Thurnblad was the last to coach men’s basketball at Sayles-Hill. On May 20, 1964, West Gymnasium was dedicated and since the 1964-65 season, this gym has been home to the Knights. The basketball court here was named in honor of Jack and Jinny Thurnblad in 2009. West Gym was designed by Minoru Yamasaki, who also designed the Twin Towers of the World Trade Center, built in the 1970s and destroyed by terrorists on Sept. 11, 2001.
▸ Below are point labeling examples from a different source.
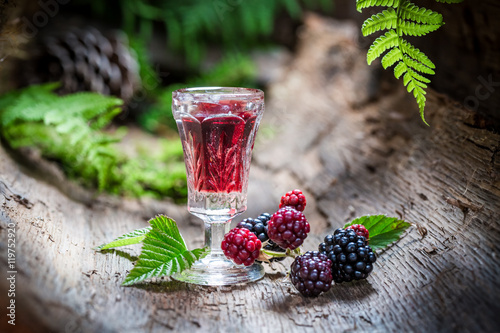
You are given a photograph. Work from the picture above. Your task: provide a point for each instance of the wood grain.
(355, 150)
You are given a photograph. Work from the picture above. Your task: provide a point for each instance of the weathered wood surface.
(354, 152)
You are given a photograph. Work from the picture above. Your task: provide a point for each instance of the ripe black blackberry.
(288, 228)
(258, 227)
(351, 257)
(311, 273)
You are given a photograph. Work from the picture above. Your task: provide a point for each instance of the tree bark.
(354, 149)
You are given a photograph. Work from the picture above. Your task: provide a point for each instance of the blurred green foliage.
(193, 25)
(68, 129)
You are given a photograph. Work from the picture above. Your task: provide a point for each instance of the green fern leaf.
(417, 76)
(450, 1)
(384, 20)
(416, 29)
(409, 11)
(381, 44)
(163, 253)
(392, 57)
(400, 69)
(417, 65)
(130, 238)
(416, 54)
(361, 4)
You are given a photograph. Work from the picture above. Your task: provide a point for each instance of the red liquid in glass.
(217, 146)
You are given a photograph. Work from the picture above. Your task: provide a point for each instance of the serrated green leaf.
(360, 4)
(392, 57)
(163, 253)
(130, 238)
(450, 1)
(383, 230)
(416, 29)
(381, 44)
(409, 11)
(400, 69)
(387, 19)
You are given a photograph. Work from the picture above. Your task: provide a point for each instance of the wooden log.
(355, 150)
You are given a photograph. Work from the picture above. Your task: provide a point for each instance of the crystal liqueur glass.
(217, 127)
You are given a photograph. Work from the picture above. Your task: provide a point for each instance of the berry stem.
(274, 254)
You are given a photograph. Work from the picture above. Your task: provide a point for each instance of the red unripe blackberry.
(288, 228)
(360, 230)
(295, 199)
(311, 273)
(241, 246)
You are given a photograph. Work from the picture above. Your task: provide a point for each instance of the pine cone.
(86, 60)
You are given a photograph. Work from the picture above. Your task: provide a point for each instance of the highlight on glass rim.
(243, 166)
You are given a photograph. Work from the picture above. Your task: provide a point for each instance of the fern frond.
(417, 65)
(361, 4)
(450, 1)
(416, 29)
(384, 20)
(409, 11)
(400, 19)
(392, 57)
(381, 44)
(416, 54)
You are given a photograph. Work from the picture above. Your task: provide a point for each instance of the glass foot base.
(218, 271)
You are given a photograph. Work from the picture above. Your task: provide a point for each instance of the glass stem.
(214, 234)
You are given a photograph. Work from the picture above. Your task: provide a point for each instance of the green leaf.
(163, 253)
(381, 44)
(133, 237)
(383, 230)
(392, 57)
(384, 20)
(360, 4)
(416, 29)
(450, 1)
(420, 15)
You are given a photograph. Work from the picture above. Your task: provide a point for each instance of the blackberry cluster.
(311, 273)
(258, 227)
(241, 246)
(295, 199)
(288, 228)
(352, 258)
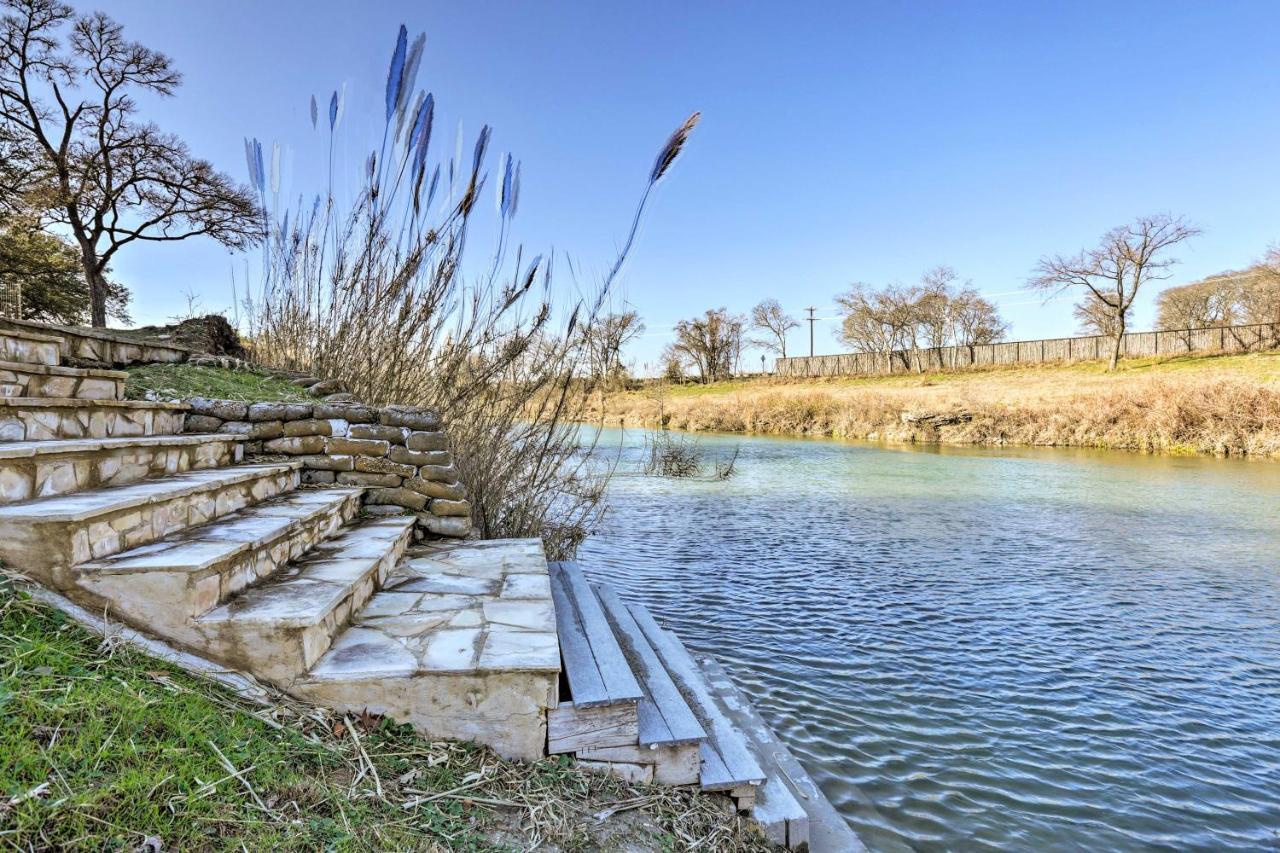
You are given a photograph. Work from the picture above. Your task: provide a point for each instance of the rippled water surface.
(1015, 649)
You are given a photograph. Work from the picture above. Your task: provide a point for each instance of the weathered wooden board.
(664, 716)
(583, 619)
(673, 765)
(570, 729)
(736, 765)
(584, 676)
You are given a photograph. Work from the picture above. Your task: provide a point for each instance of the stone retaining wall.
(400, 454)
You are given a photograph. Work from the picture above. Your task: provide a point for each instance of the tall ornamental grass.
(380, 293)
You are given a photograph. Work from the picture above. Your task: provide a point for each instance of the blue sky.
(840, 141)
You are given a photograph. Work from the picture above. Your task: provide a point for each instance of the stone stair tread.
(76, 402)
(597, 670)
(470, 607)
(55, 446)
(727, 760)
(196, 548)
(85, 505)
(310, 588)
(663, 715)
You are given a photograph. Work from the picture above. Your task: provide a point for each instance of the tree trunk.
(96, 287)
(1115, 347)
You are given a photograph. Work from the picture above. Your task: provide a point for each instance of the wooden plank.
(723, 738)
(675, 765)
(580, 669)
(620, 684)
(570, 729)
(664, 716)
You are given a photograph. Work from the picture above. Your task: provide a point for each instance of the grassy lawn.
(105, 748)
(192, 381)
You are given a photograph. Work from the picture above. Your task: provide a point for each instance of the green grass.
(103, 748)
(193, 381)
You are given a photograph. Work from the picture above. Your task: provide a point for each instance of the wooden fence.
(1136, 345)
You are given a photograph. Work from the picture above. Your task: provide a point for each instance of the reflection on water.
(1020, 649)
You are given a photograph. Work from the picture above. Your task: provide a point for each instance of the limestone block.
(265, 429)
(384, 510)
(400, 497)
(224, 409)
(362, 478)
(298, 445)
(201, 424)
(378, 465)
(350, 411)
(329, 463)
(439, 473)
(309, 427)
(433, 488)
(376, 432)
(407, 456)
(411, 416)
(356, 446)
(456, 527)
(421, 441)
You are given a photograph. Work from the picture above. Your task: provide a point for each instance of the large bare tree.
(67, 104)
(712, 343)
(1110, 277)
(769, 318)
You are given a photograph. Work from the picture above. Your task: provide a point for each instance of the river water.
(1027, 649)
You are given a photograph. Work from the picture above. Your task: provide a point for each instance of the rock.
(455, 527)
(296, 446)
(224, 409)
(352, 413)
(382, 511)
(376, 432)
(201, 424)
(362, 478)
(411, 416)
(406, 456)
(327, 387)
(400, 497)
(432, 488)
(329, 463)
(379, 465)
(439, 473)
(356, 446)
(426, 441)
(310, 427)
(451, 509)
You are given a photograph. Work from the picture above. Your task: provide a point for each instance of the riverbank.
(106, 747)
(1223, 405)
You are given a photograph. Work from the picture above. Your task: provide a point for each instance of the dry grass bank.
(1226, 405)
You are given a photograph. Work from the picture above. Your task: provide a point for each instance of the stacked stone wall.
(400, 454)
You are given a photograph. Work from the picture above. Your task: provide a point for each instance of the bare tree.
(1111, 276)
(769, 318)
(109, 178)
(711, 343)
(974, 320)
(604, 340)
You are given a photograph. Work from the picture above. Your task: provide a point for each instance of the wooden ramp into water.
(641, 707)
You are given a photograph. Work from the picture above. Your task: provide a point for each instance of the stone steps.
(18, 379)
(28, 346)
(279, 629)
(23, 419)
(460, 642)
(167, 583)
(64, 466)
(46, 536)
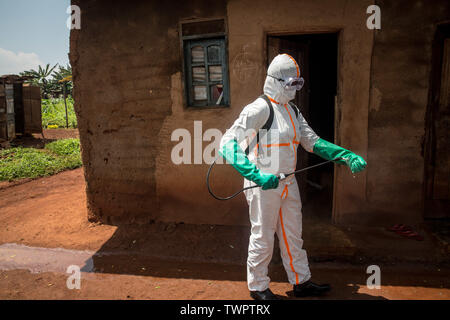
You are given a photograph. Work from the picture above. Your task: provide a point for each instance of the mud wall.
(128, 80)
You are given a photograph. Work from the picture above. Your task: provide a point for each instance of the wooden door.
(437, 139)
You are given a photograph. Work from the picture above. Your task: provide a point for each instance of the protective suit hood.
(282, 66)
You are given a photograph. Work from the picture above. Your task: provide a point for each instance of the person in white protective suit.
(276, 207)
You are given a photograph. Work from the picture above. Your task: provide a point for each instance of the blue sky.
(32, 33)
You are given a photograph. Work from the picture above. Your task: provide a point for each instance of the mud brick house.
(143, 69)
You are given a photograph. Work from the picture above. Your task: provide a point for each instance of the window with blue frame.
(206, 71)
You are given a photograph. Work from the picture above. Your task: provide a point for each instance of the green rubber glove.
(237, 158)
(330, 151)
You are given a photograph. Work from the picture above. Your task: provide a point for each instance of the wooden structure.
(20, 107)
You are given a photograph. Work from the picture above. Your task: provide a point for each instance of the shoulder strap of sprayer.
(265, 127)
(295, 108)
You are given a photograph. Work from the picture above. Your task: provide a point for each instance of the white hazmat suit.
(275, 210)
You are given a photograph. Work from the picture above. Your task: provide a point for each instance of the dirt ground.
(161, 261)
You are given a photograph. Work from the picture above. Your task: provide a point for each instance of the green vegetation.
(54, 113)
(16, 163)
(51, 80)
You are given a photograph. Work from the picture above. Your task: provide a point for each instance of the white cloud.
(13, 63)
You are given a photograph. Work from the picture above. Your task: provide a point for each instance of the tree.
(40, 78)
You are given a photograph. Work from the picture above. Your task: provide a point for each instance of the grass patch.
(17, 163)
(54, 113)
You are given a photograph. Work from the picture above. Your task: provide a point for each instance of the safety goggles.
(291, 83)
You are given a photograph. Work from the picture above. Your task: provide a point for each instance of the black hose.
(255, 186)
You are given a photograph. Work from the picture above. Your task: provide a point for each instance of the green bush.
(16, 163)
(64, 147)
(54, 112)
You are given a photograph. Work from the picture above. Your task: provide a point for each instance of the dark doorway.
(437, 142)
(316, 55)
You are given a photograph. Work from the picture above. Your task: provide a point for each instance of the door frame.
(338, 97)
(429, 152)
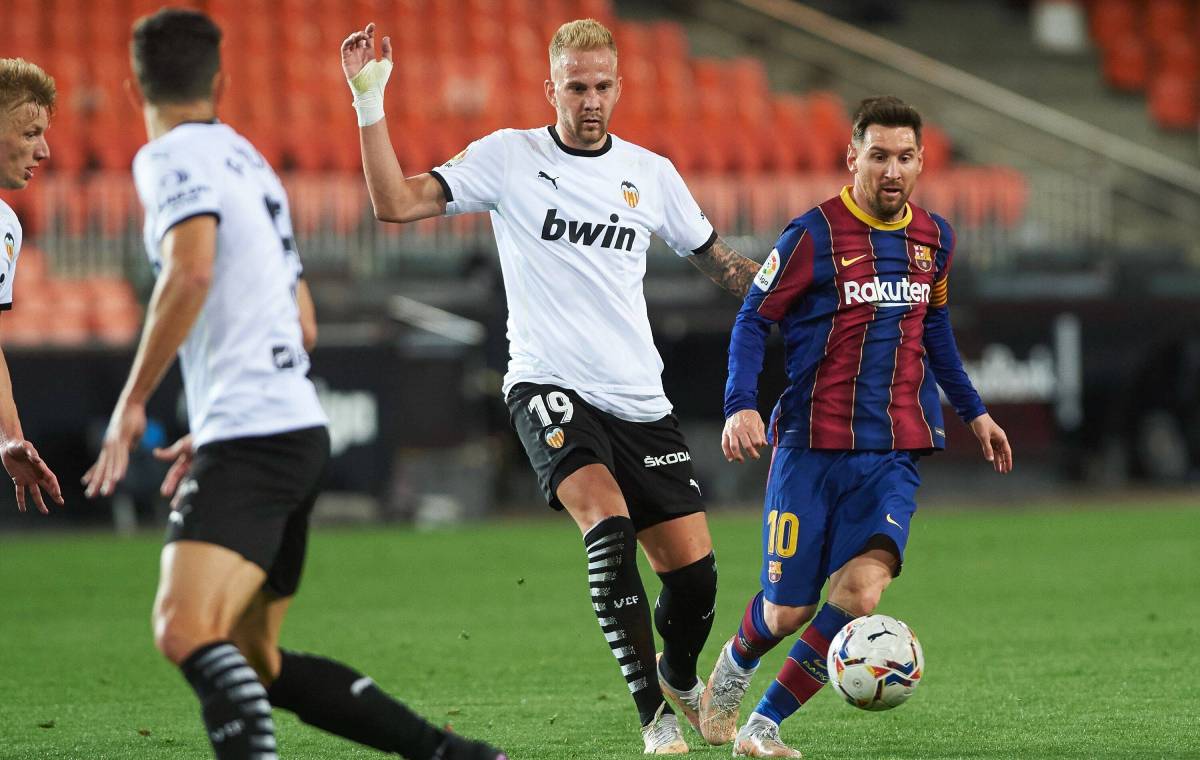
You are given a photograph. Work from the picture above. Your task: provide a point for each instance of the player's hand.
(28, 471)
(358, 51)
(994, 442)
(124, 430)
(744, 434)
(180, 455)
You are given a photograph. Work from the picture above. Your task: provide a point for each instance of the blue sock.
(804, 671)
(754, 636)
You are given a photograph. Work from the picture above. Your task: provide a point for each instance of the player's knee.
(858, 598)
(177, 635)
(784, 621)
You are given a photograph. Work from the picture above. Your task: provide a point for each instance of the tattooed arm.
(726, 267)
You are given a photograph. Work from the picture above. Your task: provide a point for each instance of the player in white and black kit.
(27, 100)
(219, 234)
(573, 209)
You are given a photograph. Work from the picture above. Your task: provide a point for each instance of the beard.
(886, 207)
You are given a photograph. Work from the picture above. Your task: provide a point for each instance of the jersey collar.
(867, 219)
(579, 151)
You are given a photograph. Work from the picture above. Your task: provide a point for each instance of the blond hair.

And what became of Sayles-Hill? The gym was used as a multi-purpose room for registration, dances, concerts and plays. In 1979, this historic building was redesigned and replaced Willis Hall as the Carleton Center. Today Sayles-Hill contains the post office, career center, bookstore, radio station, snack bar and game room with pool tables. In October of 1979, a portrait of Carleton’s first president, James W. Strong, was taken and held hostage by students demanding that the Sayles-Hill pinball room be named after Peter Tork of the pop group the Monkees who had attended Carleton 1959-62. On March 5, 1980, the Peter Tork Pinball Area was dedicated in Sayles-Hill with a sign and a champagne reception, as officials capitulated to the pressure. Unfortunately, the sign has since disappeared.
Although no longer home to basketball throngs or memorials to Peter Tork, Sayles-Hill continues to have a vitality and versatility not only as a crossroads for campus activities, but also for Northfield residents. Last December, the Beaux Arts Ball, which celebrated 50 years of the Northfield Arts Guild, made use of the Great Space area, which used to be the basketball court. I think Fred and Deborah Sayles Hill would have approved.